Get out of the sandbox
My family moved when I was in the third grade — and I was devastated. The thought of leaving all of my friends was crushing. Though we were only moving seven miles, it might as well have been to the other side of the planet. I was dead set against it — which only goes to prove that 8-year-olds shouldn’t be allowed to make major decisions.
As things turned out, the move was the best thing that ever happened to me. I made new friends — such good friends that we still get together on a regular basis more than four decades later. The house my parents bought was a block from a giant park, a special place in which I spent most of the next 15 years. In fact, I visit the old neighborhood regularly, if only to buy pizzas from two sisters whose father regularly sold pies to my parents 40 years ago.
I was brought back in time by something said by Jim Vlassopoulos, the deputy chief of Washington, D.C., Fire and EMS, during yesterday’s National Conference on Emergency Communications in Chicago, which is being presented by the Department of Homeland Security’s Office of Emergency Communications (OEC). Vlassopoulos told the roughly 400 attendees that they needed to “get outside the sandbox,” and advised that “local fiefdoms” — which have plagued the effort to achieve interoperable communications for years — should be avoided in the future because they make it difficult to institute change.
These are concepts that many, if not most, people find uncomfortable. It’s scary outside the sandbox. Change is frightening. Few things are as terrifying as the unknown, which is the first place that change takes us. But as the old saying goes, if you do what you’ve always done, you’re going to get what you always got. The worst reason to do anything is because that’s the way it’s always been done.

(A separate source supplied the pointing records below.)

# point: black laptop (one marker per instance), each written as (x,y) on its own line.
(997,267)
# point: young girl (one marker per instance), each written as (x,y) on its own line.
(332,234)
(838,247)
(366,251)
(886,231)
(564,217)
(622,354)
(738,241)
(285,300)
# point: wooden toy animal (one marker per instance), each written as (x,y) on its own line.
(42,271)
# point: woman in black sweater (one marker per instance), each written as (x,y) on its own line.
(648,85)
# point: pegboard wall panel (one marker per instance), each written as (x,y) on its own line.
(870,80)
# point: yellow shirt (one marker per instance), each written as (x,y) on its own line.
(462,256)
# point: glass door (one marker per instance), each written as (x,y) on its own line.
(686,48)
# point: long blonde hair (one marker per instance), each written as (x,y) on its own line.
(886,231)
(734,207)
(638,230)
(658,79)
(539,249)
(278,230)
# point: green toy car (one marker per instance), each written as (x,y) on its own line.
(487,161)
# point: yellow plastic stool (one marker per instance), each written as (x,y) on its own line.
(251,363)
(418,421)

OEC Director Chris Essid apparently agrees with this notion, saying yesterday that the status quo in public-safety communications needs to change if the goals of the National Emergency Communications Plan — which was mandated by the Homeland Security Act of 2002 — are to be met.
From my perch, change is a friend, not a foe. It is something to be embraced, not shunned. It’s what keeps us moving forward. And, as I discovered a long time ago, when you finally muster the courage to crawl out onto the limb, you sometimes discover the best pizza in the world. Or, as Chicago Fire Department Commander Len Edling said yesterday in his closing remarks, sometimes you discover someone who already has the wheel you’re trying to invent.